Fluorescence recovery after photobleaching is useful for examining intracellular molecular variables such as nuclear protein complex dynamics, diffusional mobility of membrane proteins, and cytoskeletal dynamics. FRAP is a powerful mode of fluorescence light microscopy in which a specialized illumination strategy is implemented in order to permit perturbation of the steady-state fluorescence distribution by bleaching fluorescence in selected regions of a sample. After the bleaching step, researchers can observe and analyze how the fluorescence distribution returns to the steady state. Because the photobleaching of fluorophores is permanent, changes in the fluorescence intensity in both the bleached and unbleached regions are attributable to the exchange of bleached and unbleached fluorescent molecules between those regions. FRAP microscopy is typically geared towards dynamic, lowlight endeavors.

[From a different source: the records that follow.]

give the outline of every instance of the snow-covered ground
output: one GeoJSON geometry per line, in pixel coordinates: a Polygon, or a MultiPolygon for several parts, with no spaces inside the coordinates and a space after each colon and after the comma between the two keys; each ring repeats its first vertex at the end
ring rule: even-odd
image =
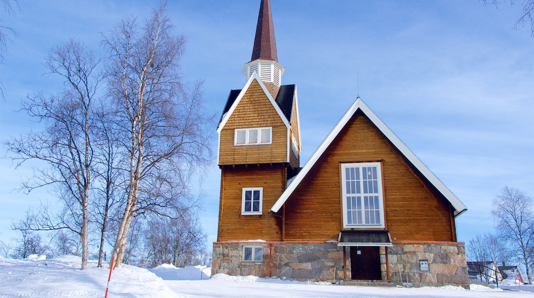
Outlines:
{"type": "MultiPolygon", "coordinates": [[[[80,258],[64,256],[50,260],[17,260],[0,257],[0,297],[103,297],[107,264],[98,268],[90,261],[80,270],[80,258]]],[[[113,271],[108,297],[522,297],[532,293],[492,289],[473,285],[419,288],[343,286],[328,283],[281,280],[253,276],[216,275],[210,268],[176,268],[164,264],[151,270],[123,265],[113,271]],[[202,278],[202,279],[201,279],[202,278]]],[[[522,286],[523,290],[534,288],[522,286]]]]}

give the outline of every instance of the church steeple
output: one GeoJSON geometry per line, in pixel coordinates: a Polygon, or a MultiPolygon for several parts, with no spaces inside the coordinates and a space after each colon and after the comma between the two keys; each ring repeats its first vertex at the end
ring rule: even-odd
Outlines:
{"type": "Polygon", "coordinates": [[[243,73],[247,75],[248,80],[255,72],[257,72],[269,93],[273,98],[276,98],[285,70],[278,64],[271,3],[269,0],[262,0],[252,57],[250,61],[245,65],[243,73]]]}
{"type": "Polygon", "coordinates": [[[272,23],[271,3],[262,0],[260,5],[258,23],[256,26],[256,38],[252,50],[250,61],[257,59],[278,61],[276,54],[276,41],[274,39],[274,26],[272,23]]]}

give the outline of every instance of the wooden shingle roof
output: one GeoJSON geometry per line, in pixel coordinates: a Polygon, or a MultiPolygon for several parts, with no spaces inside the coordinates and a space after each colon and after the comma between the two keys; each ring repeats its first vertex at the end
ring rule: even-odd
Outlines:
{"type": "MultiPolygon", "coordinates": [[[[286,120],[288,122],[290,122],[291,113],[293,112],[292,109],[293,106],[293,99],[295,98],[295,85],[282,85],[280,87],[278,90],[278,94],[274,99],[274,101],[278,104],[278,107],[286,117],[286,120]]],[[[226,99],[226,103],[224,105],[224,109],[223,113],[221,114],[221,118],[219,119],[219,124],[222,121],[225,114],[230,111],[232,105],[235,101],[235,99],[239,96],[242,89],[230,90],[230,94],[228,95],[228,98],[226,99]]]]}
{"type": "Polygon", "coordinates": [[[263,59],[278,61],[274,40],[274,27],[269,0],[262,0],[256,26],[256,37],[250,61],[263,59]]]}

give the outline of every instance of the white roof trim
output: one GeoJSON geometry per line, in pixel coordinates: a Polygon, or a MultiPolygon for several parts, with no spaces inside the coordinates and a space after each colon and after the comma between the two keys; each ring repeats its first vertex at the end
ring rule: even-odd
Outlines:
{"type": "MultiPolygon", "coordinates": [[[[299,130],[299,135],[297,137],[299,138],[299,145],[300,145],[300,150],[299,151],[299,155],[300,156],[300,153],[302,152],[302,139],[301,138],[301,129],[300,129],[300,115],[299,114],[299,96],[297,95],[297,85],[295,85],[295,92],[293,93],[293,103],[295,104],[295,112],[297,115],[297,129],[299,130]]],[[[293,111],[292,111],[293,112],[293,111]]],[[[291,113],[291,123],[293,122],[293,113],[291,113]]],[[[299,157],[300,158],[300,157],[299,157]]]]}
{"type": "Polygon", "coordinates": [[[467,207],[461,201],[456,197],[456,195],[448,189],[444,184],[415,155],[407,146],[400,140],[398,137],[393,133],[389,128],[386,126],[384,122],[382,122],[378,116],[369,108],[367,105],[360,99],[359,97],[356,99],[356,101],[352,104],[350,108],[345,113],[339,122],[337,123],[334,129],[330,132],[326,137],[323,144],[319,146],[319,148],[313,153],[313,154],[310,158],[310,160],[306,163],[301,171],[295,177],[293,182],[288,185],[286,190],[282,193],[280,198],[274,203],[271,211],[272,212],[278,212],[280,208],[282,207],[284,203],[289,197],[289,195],[296,189],[297,186],[306,176],[306,175],[310,171],[311,168],[315,164],[319,158],[323,155],[326,148],[330,146],[332,141],[337,136],[343,127],[347,124],[352,115],[357,111],[360,109],[367,116],[373,123],[378,128],[386,137],[391,142],[394,146],[397,147],[400,153],[402,153],[406,158],[411,162],[415,168],[424,176],[430,183],[434,185],[442,194],[443,194],[452,205],[454,208],[454,216],[458,216],[460,213],[467,210],[467,207]]]}
{"type": "Polygon", "coordinates": [[[260,86],[261,87],[264,93],[265,93],[265,95],[267,96],[267,98],[269,98],[269,101],[271,101],[271,104],[272,105],[272,106],[274,107],[274,109],[276,109],[277,113],[278,113],[278,116],[280,116],[280,118],[282,120],[284,124],[285,124],[286,127],[287,127],[288,129],[289,129],[290,126],[289,120],[286,119],[286,116],[284,115],[281,109],[280,109],[280,107],[278,106],[278,104],[274,101],[274,99],[273,99],[271,93],[269,92],[269,90],[267,90],[267,88],[265,87],[265,84],[262,82],[261,79],[260,79],[260,76],[258,75],[257,72],[255,71],[254,73],[252,74],[250,77],[247,81],[247,83],[245,84],[245,87],[243,87],[241,92],[239,92],[239,95],[238,95],[237,98],[235,98],[235,100],[234,101],[233,104],[232,104],[232,106],[230,107],[228,112],[226,112],[224,116],[223,117],[223,119],[221,121],[221,123],[219,124],[219,127],[217,128],[217,132],[221,134],[221,131],[223,130],[223,128],[224,127],[225,124],[226,124],[226,122],[228,121],[228,119],[229,119],[230,116],[232,116],[232,114],[233,113],[235,108],[237,107],[237,105],[239,104],[239,102],[241,101],[241,99],[243,98],[243,96],[244,96],[245,93],[246,93],[247,90],[248,90],[248,88],[250,87],[250,84],[252,83],[252,82],[254,80],[257,81],[258,83],[260,83],[260,86]]]}

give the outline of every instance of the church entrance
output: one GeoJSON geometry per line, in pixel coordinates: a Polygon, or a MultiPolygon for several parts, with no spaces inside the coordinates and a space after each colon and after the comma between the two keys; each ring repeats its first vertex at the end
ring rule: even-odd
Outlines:
{"type": "Polygon", "coordinates": [[[380,280],[380,251],[378,246],[350,247],[351,279],[380,280]]]}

Recently, MAG Biosystems introduced a widefield imaging system designed to study the intracellular dynamics of proteins and other macromolecular complexes via FRAP and iFRAP (inverse FRAP) experiments in 2D plus time and 3D plus time. Photoactivation and photo- conversion studies with fluorescent proteins such as PA-GFP, EOS, KFP, Kaede, and Dronpa can be performed. Several technological innovations, including Burst mode and a custom optical path, provide a combination of speed, sensitivity, and ease of use not found in other FRAP systems. When run in Burst mode, the delay between the end of the bleach pulse and the first recovery image is minimized, enabling fast dynamic analyses. The FRAP-3D system also lets researchers photobleach-on-the-fly by simply clicking within a live image display window to bleach the region appearing under the cursor. FRAP-3D includes a galvanometerbased FRAP head, an advanced laser launch module, high-speed I/O circuitry to control all system components, acquisition and analysis software with an intuitive graphical user interface (GUI), and a configured workstation. The head can be mounted to many inverted microscopes through the epi-illumination port in order to enable simultaneous laser and widefield illumination. A versatile optical design allows researchers to switch seamlessly between FRAP studies and standard widefield applications without reconfiguring the system's hardware. To meet user-specific quantum efficiency, spatial resolution, and frame rate requirements, the FRAP-3D system utilizes high-performance quantitative CCD and EMCCD cameras from Photometrics. To ensure the utmost instrumentation utility, FRAP-3D allows future upgrades for spinning-disk confocal microscopy and other imaging modalities.